Sicherlich habt ihr mit der Größe Recht, allerdings bleibt es mit der Vergrößerung beim Zeitrahmen.
Irgendwo muß der schnöde Mammon ja herkommen....
Die Fadenalgen scheinen einen guten Job gemacht zu haben, obwohl das Wasser trüb war, was sicherlich nichts bedeutet...
Die Fische sahen gut aus, alles andere paßte auch. Bleibt zu hoffen das sie das Frühjahr genauso gut überstehen wie den Winter.

Beim Pumpenstandort im Teich gehen die Fachmeinungen stark auseinander.
Ich persönlich kann sagen, daß der Schmodder nicht aufgesogen wird.
In einem anderen Teich liegt eine Aqmax 12000 im Flachwasser. 
Der anfallende Dreck muß schon genau auf das Gehäuse fallen, ansonsten bleibt er liegen. Ist sehr schön zu beobachten.
Also würde eine Verlagerung der Pumpe nicht wirklich was bringen.

Da ich jetzt die Belastung meines Teiches kenne, werde ich im Spätherbst wenn ich die Muschelblumen absauge,  nochmals den Tiefenbereich absaugen.


----------



## wp-3d (2. Apr. 2008)

*AW: Teichreinigung, es stinkt zum Himmel...*

Hallo Ralf

Bei der jährlichen Verdoppelung der Wasserbelastung habe ich wahrscheinlich noch sehr unter trieben.
In den ersten Jahren legt ein junger Koi gewaltig zu.
Es ist nicht allein das Längenwachstum, dieses verlangsamt sich im laufe der Zeit.
Ein Koi gewinnt gewaltig an Masse, was einem nicht so auffällt wenn er im Teich schwimmt. 
Demnach erhöht sich die Kot und Urinabgabe.
Der Sauerstoffverbrauch erhöht sich durch Fisch und Zersetzungsprozesse.

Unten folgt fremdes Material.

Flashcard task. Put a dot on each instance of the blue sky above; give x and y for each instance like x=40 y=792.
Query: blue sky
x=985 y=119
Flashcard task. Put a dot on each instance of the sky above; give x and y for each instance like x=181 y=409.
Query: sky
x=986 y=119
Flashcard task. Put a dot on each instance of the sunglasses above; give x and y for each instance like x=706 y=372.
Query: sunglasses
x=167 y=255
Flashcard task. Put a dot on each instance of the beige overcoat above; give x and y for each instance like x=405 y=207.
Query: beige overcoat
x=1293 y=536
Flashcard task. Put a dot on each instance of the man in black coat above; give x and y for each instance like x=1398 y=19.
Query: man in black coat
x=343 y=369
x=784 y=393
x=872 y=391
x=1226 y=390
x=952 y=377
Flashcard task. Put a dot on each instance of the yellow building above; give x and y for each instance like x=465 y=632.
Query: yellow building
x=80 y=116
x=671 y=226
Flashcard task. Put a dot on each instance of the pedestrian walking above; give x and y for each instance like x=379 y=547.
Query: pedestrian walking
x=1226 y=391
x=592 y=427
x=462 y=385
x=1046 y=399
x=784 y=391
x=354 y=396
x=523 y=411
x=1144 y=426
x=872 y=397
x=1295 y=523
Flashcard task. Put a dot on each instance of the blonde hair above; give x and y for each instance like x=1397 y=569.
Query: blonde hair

Da Unterwasserpflanzen in der Nacht kein Sauerstoff produzieren, sondern selbst in Konkurrenz zu den Fischen gebrauchen, kann sehr schnell die Grenze überschritten sein.

Hierbei können Abends die Wasserwerte optimal gewesen sein, aber am nächster Morgen ist alles den Bach hinunter gegangen. 

Katastrophal währe ein Stromausfall an einem heißen Sommertag.
Hierbei können sich die Großteichbesitzer mit großen wenig belasteten Filtern noch eine gewisse Zeit in den Sessel zurück lehnen. 

Ein kleiner Teich mit viel Besatz hat einfach zu wenig Reserve.

Ich benutze eine Pumpe, um Schmutz in den Filter zu bekommen, daher ist es doch sinnvoll die Pumpe da zu Positionieren wo sich der meiste Dreck befindet.
Das ist in der Regel an der tiefsten Stelle am Boden, wobei die Fische mit Flossen und Schwimmbewegung den Schmutz aufwirbeln und somit auch eine Hilfe sind.
Hierbei kann ich einige nicht verstehen, die Angst haben den Bodengrund aufzuwirbeln. 
Wenn stetig von einer Pumpe abgesaugt wird, ist bald nichts mehr zum Aufwirbeln.

Nur bei Winterbetrieb einer Pumpe gehen die Meinungen auseinander. 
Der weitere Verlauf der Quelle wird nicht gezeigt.